# Moving to Brisbane, Fortitude Valley



## stsumption (Jul 29, 2013)

Hey,

Moving to Brisbane in October. Job is located in the CBD and am hoping to find a furnished, shared room apartment in Fortitude Valley. Anyone know of some places to check out/avoid?? Thanks in advance for your help!

Steve


----------



## Oldgit (Jul 15, 2013)

stsumption said:


> Hey,
> 
> Moving to Brisbane in October. Job is located in the CBD and am hoping to find a furnished, shared room apartment in Fortitude Valley. Anyone know of some places to check out/avoid?? Thanks in advance for your help!
> 
> Steve


Fortitude valley is Giant pub/club and social central in Brisbane, I assume you are young and looking for that kind of milieu,but it is also quite rough and violent at times so be warned, check out the crime statistics and compare to other suburbs just so that you are prepared, mostly street crime around venues.

Look on Gumtree and there is a website which is I think Stayze, it's either with an e or not, other option is to pay for access to the Courier Mail website which is the local paper and has ads at the W/End for accommodation.


----------



## chicken999 (May 2, 2013)

Avoid all of the valley lol.
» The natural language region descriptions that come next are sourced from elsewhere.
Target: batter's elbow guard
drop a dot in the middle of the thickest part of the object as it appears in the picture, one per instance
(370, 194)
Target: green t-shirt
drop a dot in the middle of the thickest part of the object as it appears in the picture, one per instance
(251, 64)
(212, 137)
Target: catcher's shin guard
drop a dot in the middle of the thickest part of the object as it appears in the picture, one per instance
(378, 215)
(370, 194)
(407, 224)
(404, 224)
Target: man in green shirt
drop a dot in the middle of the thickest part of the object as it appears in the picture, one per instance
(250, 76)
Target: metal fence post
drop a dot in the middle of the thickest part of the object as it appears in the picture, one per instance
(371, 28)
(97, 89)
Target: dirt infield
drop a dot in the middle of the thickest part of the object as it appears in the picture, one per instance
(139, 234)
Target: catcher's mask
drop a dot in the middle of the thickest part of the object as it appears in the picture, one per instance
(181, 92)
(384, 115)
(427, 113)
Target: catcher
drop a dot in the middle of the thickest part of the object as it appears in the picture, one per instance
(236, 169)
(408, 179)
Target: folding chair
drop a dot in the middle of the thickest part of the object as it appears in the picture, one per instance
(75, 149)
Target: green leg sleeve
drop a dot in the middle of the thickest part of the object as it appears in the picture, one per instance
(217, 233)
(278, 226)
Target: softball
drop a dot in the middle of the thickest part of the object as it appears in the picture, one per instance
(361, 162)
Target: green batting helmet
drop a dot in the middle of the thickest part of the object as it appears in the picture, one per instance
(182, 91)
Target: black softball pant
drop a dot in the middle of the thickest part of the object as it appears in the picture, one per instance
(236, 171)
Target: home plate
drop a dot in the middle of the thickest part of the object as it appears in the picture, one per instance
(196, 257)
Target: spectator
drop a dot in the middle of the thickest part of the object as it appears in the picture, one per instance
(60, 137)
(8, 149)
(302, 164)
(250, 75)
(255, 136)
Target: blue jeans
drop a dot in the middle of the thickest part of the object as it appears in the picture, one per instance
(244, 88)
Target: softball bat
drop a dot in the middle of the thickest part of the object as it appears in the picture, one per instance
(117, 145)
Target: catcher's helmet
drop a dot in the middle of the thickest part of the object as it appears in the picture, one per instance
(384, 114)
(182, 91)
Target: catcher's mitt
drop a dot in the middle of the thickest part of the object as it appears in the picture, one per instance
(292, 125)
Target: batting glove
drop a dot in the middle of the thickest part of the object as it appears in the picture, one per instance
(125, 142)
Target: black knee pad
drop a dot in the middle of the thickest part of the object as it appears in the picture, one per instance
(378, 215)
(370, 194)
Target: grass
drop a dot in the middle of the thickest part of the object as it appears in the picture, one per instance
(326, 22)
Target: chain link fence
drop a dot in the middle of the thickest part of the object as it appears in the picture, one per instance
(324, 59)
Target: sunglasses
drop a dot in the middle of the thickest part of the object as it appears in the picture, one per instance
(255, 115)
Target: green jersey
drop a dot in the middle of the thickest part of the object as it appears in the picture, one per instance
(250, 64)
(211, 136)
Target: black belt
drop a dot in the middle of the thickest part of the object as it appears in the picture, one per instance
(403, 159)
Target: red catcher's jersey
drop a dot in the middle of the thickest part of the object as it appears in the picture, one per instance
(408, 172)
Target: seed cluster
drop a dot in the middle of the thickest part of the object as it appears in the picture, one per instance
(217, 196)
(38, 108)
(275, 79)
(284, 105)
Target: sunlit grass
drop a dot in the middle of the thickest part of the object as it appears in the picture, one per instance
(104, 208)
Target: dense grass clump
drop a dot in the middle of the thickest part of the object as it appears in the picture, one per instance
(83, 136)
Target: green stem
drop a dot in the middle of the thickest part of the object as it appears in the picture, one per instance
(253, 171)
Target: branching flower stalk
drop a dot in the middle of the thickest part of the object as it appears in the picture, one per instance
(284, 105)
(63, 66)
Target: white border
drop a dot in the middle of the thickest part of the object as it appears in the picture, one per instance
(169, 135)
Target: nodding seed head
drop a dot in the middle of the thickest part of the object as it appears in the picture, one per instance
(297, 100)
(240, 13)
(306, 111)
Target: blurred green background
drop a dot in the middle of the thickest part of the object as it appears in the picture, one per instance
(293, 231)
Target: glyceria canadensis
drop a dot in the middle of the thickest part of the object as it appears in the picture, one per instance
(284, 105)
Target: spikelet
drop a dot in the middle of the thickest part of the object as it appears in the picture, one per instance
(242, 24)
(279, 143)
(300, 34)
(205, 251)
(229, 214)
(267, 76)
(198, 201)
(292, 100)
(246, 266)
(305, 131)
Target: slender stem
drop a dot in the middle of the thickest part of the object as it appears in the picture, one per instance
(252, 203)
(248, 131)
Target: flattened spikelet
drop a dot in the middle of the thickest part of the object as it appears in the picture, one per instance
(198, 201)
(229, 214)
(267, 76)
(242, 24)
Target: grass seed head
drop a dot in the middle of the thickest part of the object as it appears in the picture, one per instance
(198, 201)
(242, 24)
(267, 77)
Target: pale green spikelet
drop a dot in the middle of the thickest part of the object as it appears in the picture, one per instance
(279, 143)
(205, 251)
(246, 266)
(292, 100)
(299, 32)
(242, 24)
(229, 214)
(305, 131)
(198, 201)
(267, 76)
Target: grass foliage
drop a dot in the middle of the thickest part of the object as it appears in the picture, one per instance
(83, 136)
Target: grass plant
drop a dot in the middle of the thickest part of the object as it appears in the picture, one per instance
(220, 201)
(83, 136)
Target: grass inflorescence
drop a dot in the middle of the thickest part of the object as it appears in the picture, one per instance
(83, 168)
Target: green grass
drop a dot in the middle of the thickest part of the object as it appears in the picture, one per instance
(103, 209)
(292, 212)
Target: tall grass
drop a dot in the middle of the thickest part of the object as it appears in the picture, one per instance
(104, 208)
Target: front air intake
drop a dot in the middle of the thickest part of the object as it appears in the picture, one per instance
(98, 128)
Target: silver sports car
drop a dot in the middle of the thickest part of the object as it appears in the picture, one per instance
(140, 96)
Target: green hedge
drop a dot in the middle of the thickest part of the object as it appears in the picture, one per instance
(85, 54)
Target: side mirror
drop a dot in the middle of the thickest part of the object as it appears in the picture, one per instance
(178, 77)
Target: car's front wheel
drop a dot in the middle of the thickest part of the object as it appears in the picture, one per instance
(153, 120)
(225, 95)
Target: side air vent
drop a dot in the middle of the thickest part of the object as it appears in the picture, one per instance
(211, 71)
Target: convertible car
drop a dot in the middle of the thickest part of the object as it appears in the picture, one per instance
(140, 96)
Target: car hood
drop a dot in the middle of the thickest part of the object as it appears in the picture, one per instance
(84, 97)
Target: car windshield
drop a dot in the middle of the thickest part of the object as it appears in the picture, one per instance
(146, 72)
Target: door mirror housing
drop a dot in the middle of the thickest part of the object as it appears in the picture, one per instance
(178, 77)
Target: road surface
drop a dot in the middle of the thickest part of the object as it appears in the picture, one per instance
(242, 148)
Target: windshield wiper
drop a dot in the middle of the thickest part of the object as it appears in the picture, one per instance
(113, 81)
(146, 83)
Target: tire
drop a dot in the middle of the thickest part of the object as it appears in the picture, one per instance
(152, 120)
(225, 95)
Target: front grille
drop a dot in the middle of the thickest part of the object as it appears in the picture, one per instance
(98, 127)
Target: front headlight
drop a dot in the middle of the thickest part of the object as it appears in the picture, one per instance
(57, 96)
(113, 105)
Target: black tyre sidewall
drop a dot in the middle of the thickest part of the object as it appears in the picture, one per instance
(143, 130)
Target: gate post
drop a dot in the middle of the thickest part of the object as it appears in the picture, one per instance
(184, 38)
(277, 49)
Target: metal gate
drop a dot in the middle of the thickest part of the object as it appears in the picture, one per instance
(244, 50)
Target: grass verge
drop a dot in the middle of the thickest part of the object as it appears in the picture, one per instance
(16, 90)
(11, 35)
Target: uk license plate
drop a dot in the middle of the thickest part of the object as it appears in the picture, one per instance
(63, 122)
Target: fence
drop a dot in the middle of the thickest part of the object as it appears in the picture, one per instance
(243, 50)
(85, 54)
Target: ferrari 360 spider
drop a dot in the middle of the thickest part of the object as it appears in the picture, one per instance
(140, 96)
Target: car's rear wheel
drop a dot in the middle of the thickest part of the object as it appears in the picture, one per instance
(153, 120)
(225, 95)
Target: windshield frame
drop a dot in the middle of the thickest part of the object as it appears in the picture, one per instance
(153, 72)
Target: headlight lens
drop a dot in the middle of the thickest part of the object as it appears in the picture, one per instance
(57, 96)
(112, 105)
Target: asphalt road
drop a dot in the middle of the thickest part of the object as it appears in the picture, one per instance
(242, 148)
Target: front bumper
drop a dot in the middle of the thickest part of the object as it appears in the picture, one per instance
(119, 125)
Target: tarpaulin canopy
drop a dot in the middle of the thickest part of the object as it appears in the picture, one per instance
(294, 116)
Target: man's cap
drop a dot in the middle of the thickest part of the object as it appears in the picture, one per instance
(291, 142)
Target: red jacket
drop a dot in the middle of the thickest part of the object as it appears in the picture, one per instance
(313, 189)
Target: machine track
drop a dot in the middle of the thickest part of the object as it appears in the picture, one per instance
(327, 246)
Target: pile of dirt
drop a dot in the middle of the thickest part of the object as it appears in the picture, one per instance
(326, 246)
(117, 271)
I work in bris Cbd also, so all u need to do is look for a place close to a train line (as its quicker than bus) and u can be in the Cbd in 15 min or less. For example I deliberately looked for rentals in alderley. I m a 2 min walk from the train station (but loud but my winows are double glazed) and 15 min ride to Cbd. Rents are more expensive close to Cbd. Eg I pay 380 per week for 2 bed t/h u furnished.


----------



## Mish (Jan 13, 2013)

I agree with the others avoid the valley at all costs!! It it totally dodgy!! It will also be very expensive. If you want to live near the CBD choose Spring Hill over the valley. Also as chicken999 said look for something that is close to the train line or near a bus stop. The closer you are to the city the more expensive it is going to be.

Though checkout gumtree and realestate.com.au


----------



## Glenn Sherman (Aug 10, 2013)

Hi, I Can suggest you The Tivoli area., thanks.


----------



## Dexter (May 5, 2010)

Tivoli is outside Ipswich? Probably not a perfect choice for someone who works in CBD.


----------



## Adlen (Aug 14, 2013)

Now the world is a global village. You can easily search for rental advertisements on the internet in your desire area. Otherwise ask a good broker or agent there or ask the living peoples around there. You will definitely get apartment of your choice.


----------